Creating a P.R. Plan
To get started on a p.r. effort, there are three relatively simple steps you can take:
I. Think through your audiences
Surprisingly, even large corporations often fail to realize who their audiences actually are. I define "audience" as an individual or group who has any interest or stake in the activities of the business. This can reach far beyond just your customers. It's likely that your audiences include the local media, your neighbors and surrounding community, current/ former employees and their families, vendors/suppliers, government regulators/agencies at several levels and your competitors. And remember, audiences--friendly or not--have the power to communicate information about you.
II. Develop a p.r. plan
This need not be complex. In simplest terms a p.r. plan consists of a few steps:
Objectives--identify your goals and what you want to accomplish for your business.

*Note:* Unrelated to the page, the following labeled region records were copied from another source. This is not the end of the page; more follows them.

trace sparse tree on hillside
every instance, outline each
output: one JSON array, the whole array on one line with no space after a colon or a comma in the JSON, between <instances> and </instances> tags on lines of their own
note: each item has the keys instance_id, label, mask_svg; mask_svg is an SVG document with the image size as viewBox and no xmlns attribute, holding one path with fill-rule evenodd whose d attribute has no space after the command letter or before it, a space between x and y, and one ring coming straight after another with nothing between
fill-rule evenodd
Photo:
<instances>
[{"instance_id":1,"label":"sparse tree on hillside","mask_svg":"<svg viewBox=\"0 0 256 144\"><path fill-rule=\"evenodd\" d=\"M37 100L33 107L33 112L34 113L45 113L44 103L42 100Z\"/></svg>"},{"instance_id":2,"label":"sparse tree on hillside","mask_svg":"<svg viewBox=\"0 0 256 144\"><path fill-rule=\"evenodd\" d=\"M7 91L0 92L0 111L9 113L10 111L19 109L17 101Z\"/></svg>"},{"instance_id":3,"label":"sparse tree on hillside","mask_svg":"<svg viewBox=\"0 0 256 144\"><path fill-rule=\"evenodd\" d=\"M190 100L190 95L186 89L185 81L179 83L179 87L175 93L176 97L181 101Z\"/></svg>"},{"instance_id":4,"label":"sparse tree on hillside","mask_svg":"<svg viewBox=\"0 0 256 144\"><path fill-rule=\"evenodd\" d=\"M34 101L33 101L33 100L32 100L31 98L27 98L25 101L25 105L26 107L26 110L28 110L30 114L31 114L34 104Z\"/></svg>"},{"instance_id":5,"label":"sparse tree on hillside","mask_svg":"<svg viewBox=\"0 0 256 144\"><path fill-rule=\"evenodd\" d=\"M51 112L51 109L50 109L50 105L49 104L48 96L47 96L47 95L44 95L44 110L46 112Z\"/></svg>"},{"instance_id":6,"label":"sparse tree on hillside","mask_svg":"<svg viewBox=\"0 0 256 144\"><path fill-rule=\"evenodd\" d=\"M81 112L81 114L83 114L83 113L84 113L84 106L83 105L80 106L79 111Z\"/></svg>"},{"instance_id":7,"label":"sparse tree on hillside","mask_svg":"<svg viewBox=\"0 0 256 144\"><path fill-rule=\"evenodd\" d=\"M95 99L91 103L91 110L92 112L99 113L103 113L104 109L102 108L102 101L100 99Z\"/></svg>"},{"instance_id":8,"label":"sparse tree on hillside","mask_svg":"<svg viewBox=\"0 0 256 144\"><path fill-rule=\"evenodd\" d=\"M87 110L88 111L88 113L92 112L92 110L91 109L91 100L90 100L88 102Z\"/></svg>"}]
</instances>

Positioning--decide how you want to be perceived by your audiences. As the best quality personal tax adviser in town, or the least expensive business tax preparer?
Key messages--prioritize the most important facts about your business.
Once you have developed these core concepts, you can create:
Strategy--how you can accomplish your objectives. For example, you may adopt a strategy of marketing your services only to those in a certain age group. Or create the impression that your products are more expensive, but worth their quality. Or position your business as an innovator in a technology instead of just a follower. None of these are new, but remain good illustrations of simple business strategies.
Tactics--the tools or means to carry out your plan. Speeches, articles, sitting on advisory boards, media outreach are all good tactics for small businesses.
III. Develop a relationship with and use the local media
Small businesspersons should never be intimidated by reporters. Especially at local and regional levels, the media are always on the lookout for a new story, a different angle, a fresh approach and therefore, potentially interested in you and what your business is all about. These media outlets, charged with covering their communities, do not have the vast resources of celebrities, well-known experts and satellite feeds. They may very well need you and what you have to say about your field.
When your business gets a significant new customer, moves from your home to a real office, wins a community award or comes up with a solution to a community problem, don't hesitate to call an appropriate reporter. You may not always get coverage, but you have nothing to lose by cultivating these relationships.
In your small business, what do you know, offer, produce, compile, interpret, provide, market, analyze, understand or do better than anyone else? Whatever it is, someone among those audiences wants to hear more about you.